Islamic State has ramped up sales of oil and gas to the regime of Syrian President Bashar al-Assad, U.S. and European officials said, providing vital fuel to the government in return for desperately needed cash.
The regime’s purchases are helping sustain Islamic State amid unprecedented military pressure on the militant group in both Syria and Iraq. It is also helping the group despite the regime’s insistence that it is dedicated to eradicating the militant group with the help of its top allies Russia and Iran.
Oil and gas sales to Mr. Assad’s regime are now Islamic State’s largest source of funds, replacing revenue the group once collected from tolls on the transit of goods and taxes on wages within its territory, the officials said. Their information comes from the monitoring of oil-truck traffic routes, which have changed from carrying oil to Turkey and Iraq to transporting it to Syria.

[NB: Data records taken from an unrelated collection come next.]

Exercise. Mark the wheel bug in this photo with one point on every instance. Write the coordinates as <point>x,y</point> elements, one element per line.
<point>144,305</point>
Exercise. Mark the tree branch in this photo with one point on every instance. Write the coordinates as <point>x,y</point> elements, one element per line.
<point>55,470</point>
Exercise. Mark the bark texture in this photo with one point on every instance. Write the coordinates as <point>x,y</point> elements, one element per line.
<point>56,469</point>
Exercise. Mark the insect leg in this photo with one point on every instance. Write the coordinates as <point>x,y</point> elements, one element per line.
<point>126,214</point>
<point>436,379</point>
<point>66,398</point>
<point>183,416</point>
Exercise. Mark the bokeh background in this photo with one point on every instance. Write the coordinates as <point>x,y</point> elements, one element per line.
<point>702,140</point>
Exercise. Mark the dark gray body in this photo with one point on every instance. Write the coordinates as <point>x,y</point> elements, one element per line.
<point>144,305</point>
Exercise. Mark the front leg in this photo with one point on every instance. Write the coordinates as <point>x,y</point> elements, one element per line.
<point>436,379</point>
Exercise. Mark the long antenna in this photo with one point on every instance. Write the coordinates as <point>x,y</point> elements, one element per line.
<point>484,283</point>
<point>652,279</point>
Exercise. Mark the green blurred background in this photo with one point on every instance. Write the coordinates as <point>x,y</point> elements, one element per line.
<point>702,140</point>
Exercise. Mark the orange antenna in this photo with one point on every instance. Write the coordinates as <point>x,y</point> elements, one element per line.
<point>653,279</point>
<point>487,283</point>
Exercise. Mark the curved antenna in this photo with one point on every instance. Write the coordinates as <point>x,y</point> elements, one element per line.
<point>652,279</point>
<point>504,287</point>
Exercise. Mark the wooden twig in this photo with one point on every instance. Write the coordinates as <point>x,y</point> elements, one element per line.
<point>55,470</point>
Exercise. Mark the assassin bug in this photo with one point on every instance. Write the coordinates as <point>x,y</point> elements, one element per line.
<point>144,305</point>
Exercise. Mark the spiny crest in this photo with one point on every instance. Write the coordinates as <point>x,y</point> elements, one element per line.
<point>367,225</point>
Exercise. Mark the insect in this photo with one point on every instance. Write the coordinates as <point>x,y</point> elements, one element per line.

Islamic State has found some relief from U.S. airstrikes targeting their oil-smuggling operations in central and western Syria, where the Russian military has a heavy air presence, a Western official said. The group is also harder to hit in Syria because the pockets of territory it controls are smaller, the official said.
Although Islamic State is a regular target of Mr. Assad’s pronouncements against terrorism, his government depends on the militant group for oil and natural gas to the extent that the Syrian capital Damascus “relies on gas produced in ISIS territory in the Palmyra area for a large part of its power generation,” a European counterterrorism official said.
Western officials said the Assad regime has fallen behind on payments to Islamic State for the gas. They said they suspect that Islamic State blew up a separate Syrian gas plant on Jan. 8 to send a message demanding payment.
Donald Trump, who is being sworn in as president on Friday, has said that the U.S. campaign to destroy Islamic State would be a higher priority than toppling Mr. Assad and suggested that might mean joining with Russia and the Syrian government in the undertaking.